Quatros anos depois, nos Jogos Olímpicos de Berlim, Alemanha, novamente mostrou suas habilidades na piscina, embora tenha aprendido a nadar no límpido Rio Tietê, na capital paulista, por iniciativa do pai, professor de educação física. Ele a prendia por uma vara de alumínio amarrada pela cintura e, assim, dava-lhe as instruções. Também queria fortalecer os pulmões da menina de 10 anos, sobrevivente de uma pneumonia dupla.

A participação de Maria Lenk em sua estreia olímpica foi tímida. Ficou em 20° nos 100 metros livre, foi desclassificada nos 100 metros costas e ficou em 11° lugar nos 200 metros peito. Suas adversárias eram mulheres que lutavam por cidadania há mais tempo e isso se refletia em maior participação no esporte.

Em Berlim, ela teve problemas no ombro e ficou apenas na 13ª posição nos 200 metros peito.

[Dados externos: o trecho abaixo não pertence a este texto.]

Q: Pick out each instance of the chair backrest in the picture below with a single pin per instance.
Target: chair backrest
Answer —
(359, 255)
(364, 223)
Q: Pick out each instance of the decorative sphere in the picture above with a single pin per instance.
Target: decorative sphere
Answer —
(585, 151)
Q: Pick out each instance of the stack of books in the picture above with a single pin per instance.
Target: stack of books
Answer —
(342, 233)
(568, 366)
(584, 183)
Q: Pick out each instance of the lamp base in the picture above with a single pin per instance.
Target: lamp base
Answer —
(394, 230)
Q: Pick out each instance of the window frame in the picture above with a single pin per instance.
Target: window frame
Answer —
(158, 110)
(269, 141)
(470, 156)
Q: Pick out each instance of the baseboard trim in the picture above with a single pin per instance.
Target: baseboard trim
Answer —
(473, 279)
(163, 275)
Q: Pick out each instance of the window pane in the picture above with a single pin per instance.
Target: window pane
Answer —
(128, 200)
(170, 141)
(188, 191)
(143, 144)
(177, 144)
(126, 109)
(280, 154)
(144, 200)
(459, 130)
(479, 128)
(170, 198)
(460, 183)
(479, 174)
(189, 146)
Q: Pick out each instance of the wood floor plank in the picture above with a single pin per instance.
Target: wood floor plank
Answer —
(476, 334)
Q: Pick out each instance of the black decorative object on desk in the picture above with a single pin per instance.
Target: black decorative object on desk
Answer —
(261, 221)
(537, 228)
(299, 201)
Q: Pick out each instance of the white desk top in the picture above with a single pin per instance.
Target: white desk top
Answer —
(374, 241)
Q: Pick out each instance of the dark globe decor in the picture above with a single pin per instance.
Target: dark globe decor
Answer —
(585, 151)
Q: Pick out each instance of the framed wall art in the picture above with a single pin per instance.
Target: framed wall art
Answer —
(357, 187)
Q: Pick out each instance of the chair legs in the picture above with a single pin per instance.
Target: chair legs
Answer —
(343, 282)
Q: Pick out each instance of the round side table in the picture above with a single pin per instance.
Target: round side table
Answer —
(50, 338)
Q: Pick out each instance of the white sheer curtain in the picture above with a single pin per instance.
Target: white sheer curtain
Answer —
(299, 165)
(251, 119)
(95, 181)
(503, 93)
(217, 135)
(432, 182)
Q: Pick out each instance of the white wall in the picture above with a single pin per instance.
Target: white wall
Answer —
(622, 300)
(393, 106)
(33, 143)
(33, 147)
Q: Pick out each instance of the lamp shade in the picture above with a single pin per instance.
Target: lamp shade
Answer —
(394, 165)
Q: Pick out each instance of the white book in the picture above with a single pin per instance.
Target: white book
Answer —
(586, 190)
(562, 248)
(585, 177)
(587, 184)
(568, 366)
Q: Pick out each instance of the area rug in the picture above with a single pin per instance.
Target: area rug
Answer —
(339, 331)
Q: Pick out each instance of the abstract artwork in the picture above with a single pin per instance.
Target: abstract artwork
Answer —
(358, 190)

E, quando estava no auge de sua carreira, foi uma das atletas mais prejudicadas pelo cancelamento dos Jogos de 1940 e 1944 por causa da Segunda Guerra Mundial.

Em 2002, depois de acumular medalhas e recordes em diversas competições nacionais e internacionais, a nadadora recebeu o Colar Olímpico, tornando-se a primeira brasileira a ser condecorada com a mais alta honraria do Comitê Olímpico Internacional. Ela faleceu aos 92 anos, enquanto nadava.

Seu legado serviu de estímulo para que milhares de meninas no Brasil inteiro começassem a praticar esportes. E sua dedicação à carreira esportiva não a impediu de ter tido filhos e netos.

Assim como Maria Lenk, outras mulheres tiveram a experiência de ser a única representante do gênero feminino numa delegação olímpica: Mary Dalva Proença, que disputou nos saltos ornamentais em Melbourne, em 1956; Wanda dos Santos pelo atletismo nos Jogos de Roma, em 1960; Aída dos Santos, também pelo atletismo em Tóquio, 1964.

É preciso lembrar que a lei se colocava como um empecilho para as brasileiras com aspirações esportivas. Segundo o artigo 54 do Decreto-lei n° 3.199, publicado em 14 de abril de 1941, “às mulheres não se permitirá a prática de esportes incompatíveis com as condições de sua natureza, devendo, para esse efeito, o Conselho Nacional de Esportes baixar as necessárias instruções às entidades desportivas do país”.

A participação feminina brasileira nos Jogos Olímpicos começou a aumentar a partir dos anos 1980. O vôlei, o basquete e o handebol foram os responsáveis por esse avanço. Depois o futebol, o judô e o salto com vara.

Em 1991, o COI determinou que todos os novos esportes a serem incluídos nos Jogos precisariam obrigatoriamente ter participação feminina.

Em 1996, as Olimpíadas de Atlanta cravaram o marco histórico da representatividade das mulheres no evento. Até que vieram as primeiras medalhas olímpicas de mulheres brasileiras na história: ouro e prata nas duplas do vôlei de praia, respectivamente Jackie Silva e Sandra Pires, Adriana Samuel e Mônica Rodrigues; prata pelo basquete; bronze pelo vôlei de quadra nos Jogos de Atlanta, em 1996, ou seja, 64 anos após o debute de Maria Lenk.

Grande parte dessa escalada se deve à persistência, à garra e aos sacrifícios individuais de cada esportista. Como observa a pesquisadora Katia Rubio no livro As Mulheres e o Esporte Olímpico Brasileiro (Casa do Psicólogo), nossas atletas foram conquistando pouco a pouco espaço no mundo do esporte sem contarem necessariamente com apoio institucional ou políticas públicas voltadas ao desenvolvimento de talentos na área.

Essa constatação reforça a multiplicidade de fatores que contribuem para o surgimento e manutenção de ícones do esporte feminino, fatores que vão dos meios de comunicação, à indústria da moda, passando pela opção de patrocinadores por mulheres com perfis específicos relacionados à beleza, força ou outro atributo afirmativo”.

Para ela, isso reflete a luta das mulheres por seu lugar na sociedade brasileira, sobretudo em posições de destaque.